Maestro Gerald Kegelmann
   Em 1985, veio a Brasília o maestro Gerald Kegelmann, amigo de Claudio Santoro, que regia a Orquestra Sinfônica do Teatro Nacional. Kegelmann preparou e regeu a Missa em Si Menor de J. S. Bach. Eu estava no coro. Lembro que foi em 1985, porque eu estava grávida da minha 1ª filha e ele abriu exceção para que eu me sentasse nas partes que o coro não cantava durante o concerto. A preparação desta Missa foi um verdadeiro curso de interpretação do Barroco para nós que tivemos o privilégio de cantar com ele. Me apaixonei pela Missa, pela tonalidade de Si menor e profundamente por Bach. Os ensaios eram pela manhã na Escola de Música de Brasília. À tarde, durante duas semanas, ele deu um curso de extensão sobre o Oratório de Natal de Bach na UnB. Era voltado para a análise da obra, fraseado e micro articulações do Barroco. No final da aula, ele ouvia e orientava os cantores que quisessem estudar alguma ária do oratório. Estudei a ária Bereite dich Zion e esta parte do curso foi a mais proveitosa pra mim. Kegelmann era um discípulo da "escola" de Harnoncourt na Alemanha. Ele expôs (para mim, pela 1ª vez) a visão da "interpretação historicamente informada". Um mundo novo se abriu com os ensinamentos de Harnoncourt que o dedicado maestro trouxe. 

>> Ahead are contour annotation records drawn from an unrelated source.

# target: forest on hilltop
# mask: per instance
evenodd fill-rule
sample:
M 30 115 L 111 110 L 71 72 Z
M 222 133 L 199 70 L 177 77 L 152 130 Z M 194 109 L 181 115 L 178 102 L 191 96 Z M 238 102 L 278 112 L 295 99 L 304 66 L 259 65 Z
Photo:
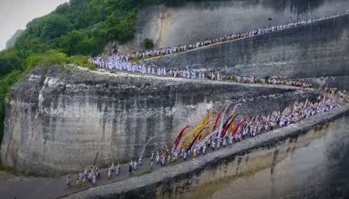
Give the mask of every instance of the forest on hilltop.
M 90 56 L 102 53 L 110 41 L 133 38 L 140 8 L 189 1 L 195 0 L 70 0 L 28 23 L 14 45 L 0 52 L 0 143 L 5 99 L 24 75 L 39 65 L 75 64 L 93 70 Z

     A partir daí, passei a ouvir e cantar a música barroca de outra maneira e busquei ouvir as gravações e assistir as óperas de Harnoncourt. Tive uma crise entre a voz redonda com muito legato que Zuinglio Faustini desenvolveu em mim, e a voz leve que as coloraturas das árias barrocas exigiam. Aos poucos consegui equilibrar as duas maneiras de cantar e aprendi a usá-las de acordo com o repertório. 
     Quando trabalhei no Theatro Municipal do Rio, fui solista num Magnificat de Bach, um concerto lindo, com ballet. O maestro Alessandro Sangiorgi, que regeu,  percebeu que eu dividia as articulação das frases e perguntou se eu tinha estudado na Europa. "Não maestro, um europeu veio a Brasília e eu aprendi aqui mesmo".
     Kegelmann voltou a Brasília outras vezes, nos Cursos de Verão da Escola de Música de Brasília. Cantei mais uma vez num coro regido por ele, num destes cursos, e tive o privilégio ser solista da Cantata nº 12 de Bach, "Weinen, Kleigen, Sorgen, Zagen", que ele regeu, em 2001.
     Na especialização que fiz na UnB (2002), "O discurso dos sons" foi mencionado como algo básico a ser lido, foi quando o li e entendi de forma sistematizada o que eu aprendera na prática. Lembro que relia passagens, grifava, anotava. Nesta época, cantei com Luciana Tavares o Stabat Mater de Pergolesi, no Festival de Música de Pirenópolis, regido pelo Alessandro Santoro. Foi numa igreja antiga com teto de madeira, com instrumentos de época, que resultou numa sonoridade muito especial. Foi quando percebi a diferença brutal no fraseado e articulação que estes instrumentos faziam. Depois disso, trabalhei várias vezes com músicos da área da música antiga na Escola de Música de Brasília, cantando música barroca, com instrumentos de época. Um privilégio, que hoje, estando longe de lá, reconheço.
     Na verdade, sei pouco sobre Harnoncourt. Mas falo do que aprendi ouvindo seus concertos, lendo o que ele escreveu e cantando com músicos que também tiveram a influência dele. Hoje, ensinando jovens cantores universitários, percebo a importância desta vivência e aprendizado que tive.
 
     Recomendo o artigo Inversão de valores num mundo materialista, de 2013, sobre as idéias de Harnoncourt no Blog "Falando de Música", do Maestro Osvaldo Colarusso.
      E por último, coloco aqui o maravilhoso Orfeo de Monteverdi na concepção de Harnoncourt, que conseguiu como ninguém equilibrar a leveza do Barroco com a intensidade dramática da ópera. 


     Harnoncourt se foi, mas a música que ele fez nos ficou de herança. Graças a Deus.